The UK AI Safety Institute, the UK’s recently established AI safety body, has released a set of tools designed to “enhance AI safety” by enabling industry, research organizations and for academia to more easily develop AI assessments.
Called Inspect, the set of tools, available under an open source license, specifically one MIT License — aims to evaluate certain capabilities of AI models, including the models’ basic knowledge and ability to reason, and generate a score based on the results.
In a press release announcing In the news on Friday, the AI Safety Institute claimed that Inspect marked “the first time an AI safety testing platform, run by a state-backed organization, has been released for wider use.” wide “.
“Successful collaboration on AI safety testing means having a shared and accessible approach to assessments, and we hope Inspect can be a building block,” Ian Hogarth, president of the AI Safety Institute, said in a statement. “We hope to see the global AI community use Inspect not only to conduct their own model safety testing, but also to help adapt and expand the open source platform so we can produce high-quality assessments at all levels.”

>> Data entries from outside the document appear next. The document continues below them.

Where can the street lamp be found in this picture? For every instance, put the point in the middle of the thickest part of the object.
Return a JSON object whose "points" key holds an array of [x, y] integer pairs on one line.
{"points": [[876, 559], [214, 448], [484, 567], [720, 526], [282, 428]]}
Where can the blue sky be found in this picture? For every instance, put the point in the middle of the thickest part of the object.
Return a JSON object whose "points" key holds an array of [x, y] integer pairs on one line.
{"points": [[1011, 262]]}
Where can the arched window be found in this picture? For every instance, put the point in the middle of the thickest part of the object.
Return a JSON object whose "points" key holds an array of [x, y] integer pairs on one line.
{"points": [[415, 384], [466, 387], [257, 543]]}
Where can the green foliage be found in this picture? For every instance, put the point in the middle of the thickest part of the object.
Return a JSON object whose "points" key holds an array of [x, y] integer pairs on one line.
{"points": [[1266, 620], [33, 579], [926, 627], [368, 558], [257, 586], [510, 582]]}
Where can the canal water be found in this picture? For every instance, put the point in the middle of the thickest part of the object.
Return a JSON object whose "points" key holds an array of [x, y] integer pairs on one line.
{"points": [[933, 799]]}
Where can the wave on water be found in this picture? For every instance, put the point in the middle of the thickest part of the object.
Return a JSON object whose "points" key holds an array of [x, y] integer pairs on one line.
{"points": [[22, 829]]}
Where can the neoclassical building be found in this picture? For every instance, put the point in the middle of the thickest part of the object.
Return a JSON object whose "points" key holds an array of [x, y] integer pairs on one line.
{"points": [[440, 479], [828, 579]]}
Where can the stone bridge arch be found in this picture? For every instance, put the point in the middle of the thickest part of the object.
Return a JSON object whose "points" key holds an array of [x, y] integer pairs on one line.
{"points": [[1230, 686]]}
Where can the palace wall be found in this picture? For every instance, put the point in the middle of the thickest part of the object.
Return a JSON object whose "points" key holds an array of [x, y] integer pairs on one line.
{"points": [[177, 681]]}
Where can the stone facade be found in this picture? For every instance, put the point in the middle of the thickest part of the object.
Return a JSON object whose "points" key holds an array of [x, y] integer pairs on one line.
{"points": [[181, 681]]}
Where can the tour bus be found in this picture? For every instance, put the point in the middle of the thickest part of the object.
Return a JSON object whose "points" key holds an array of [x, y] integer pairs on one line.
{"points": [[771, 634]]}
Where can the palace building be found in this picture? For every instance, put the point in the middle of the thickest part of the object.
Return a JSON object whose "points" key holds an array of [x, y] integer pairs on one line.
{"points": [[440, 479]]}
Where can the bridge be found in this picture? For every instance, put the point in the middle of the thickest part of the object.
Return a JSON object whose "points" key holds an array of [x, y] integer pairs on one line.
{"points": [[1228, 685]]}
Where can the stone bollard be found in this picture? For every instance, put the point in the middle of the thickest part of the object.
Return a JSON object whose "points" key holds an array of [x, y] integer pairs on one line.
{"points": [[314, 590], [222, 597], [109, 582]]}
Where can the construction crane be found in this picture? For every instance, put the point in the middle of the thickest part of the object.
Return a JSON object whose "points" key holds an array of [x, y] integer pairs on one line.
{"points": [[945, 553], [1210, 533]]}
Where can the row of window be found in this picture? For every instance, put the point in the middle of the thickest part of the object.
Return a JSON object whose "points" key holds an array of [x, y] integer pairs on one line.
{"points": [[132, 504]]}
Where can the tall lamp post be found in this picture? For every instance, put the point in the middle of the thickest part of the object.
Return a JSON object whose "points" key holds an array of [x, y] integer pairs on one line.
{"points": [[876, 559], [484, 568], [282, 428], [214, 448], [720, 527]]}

As we have already written, AI Benchmarks are hard — not least because today’s most sophisticated AI models are black boxes whose infrastructure, training data, and other key details are kept secret by the companies that create them. So how does Inspect meet this challenge? By being extensible and expandable to new testing techniques, mainly.

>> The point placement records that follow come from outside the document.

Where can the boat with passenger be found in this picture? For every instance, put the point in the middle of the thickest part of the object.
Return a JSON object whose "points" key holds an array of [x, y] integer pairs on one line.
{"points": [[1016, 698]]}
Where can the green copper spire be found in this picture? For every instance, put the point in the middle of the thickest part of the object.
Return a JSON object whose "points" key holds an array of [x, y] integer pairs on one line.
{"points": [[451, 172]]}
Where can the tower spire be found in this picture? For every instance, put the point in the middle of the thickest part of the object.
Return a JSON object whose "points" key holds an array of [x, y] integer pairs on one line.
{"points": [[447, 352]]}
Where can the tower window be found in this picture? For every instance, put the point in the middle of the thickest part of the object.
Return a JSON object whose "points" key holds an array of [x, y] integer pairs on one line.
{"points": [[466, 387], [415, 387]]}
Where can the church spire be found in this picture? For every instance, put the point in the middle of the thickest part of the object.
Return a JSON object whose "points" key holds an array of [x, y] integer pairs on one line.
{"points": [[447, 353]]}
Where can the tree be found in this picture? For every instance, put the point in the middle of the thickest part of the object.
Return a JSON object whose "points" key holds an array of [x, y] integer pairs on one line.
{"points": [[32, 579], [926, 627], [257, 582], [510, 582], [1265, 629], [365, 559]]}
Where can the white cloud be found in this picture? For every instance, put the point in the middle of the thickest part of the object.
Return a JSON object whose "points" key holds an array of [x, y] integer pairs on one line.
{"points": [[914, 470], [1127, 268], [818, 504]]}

Inspect is made up of three basic components: datasets, solvers, and markers. Datasets provide samples for benchmark testing. Solvers do the work of running the tests. And graders evaluate the work of solvers and aggregate test scores into metrics.

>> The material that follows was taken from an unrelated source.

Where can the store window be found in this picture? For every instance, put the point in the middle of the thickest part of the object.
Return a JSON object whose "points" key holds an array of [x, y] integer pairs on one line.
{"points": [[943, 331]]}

Inspect’s built-in components can be supplemented via third-party packages written in Python.
In an article on
Clément Delangue, CEO of AI startup Hugging Face, floated the idea of integrating Inspect with Hugging Face’s model library or creating a public leaderboard with the results of the toolset’s evaluations.
Inspect’s release comes after a US government agency – the National Institute of Standards and Technology (NIST) – spear NIST GenAI, a program aimed at evaluating various generative AI technologies, including text and image-generating AI. NIST GenAI plans to publish benchmark tests, help create content authenticity detection systems, and encourage the development of software to detect false or misleading AI-generated information.
In April, the US and UK announced a partnership to jointly develop advanced testing of AI models, following commitments announced at the UK Congress. AI Security Summit at Bletchley Park in November last year. As part of this collaboration, the United States intends to launch its own AI Safety Institute, which will be largely responsible for assessing risks related to AI and generative AI.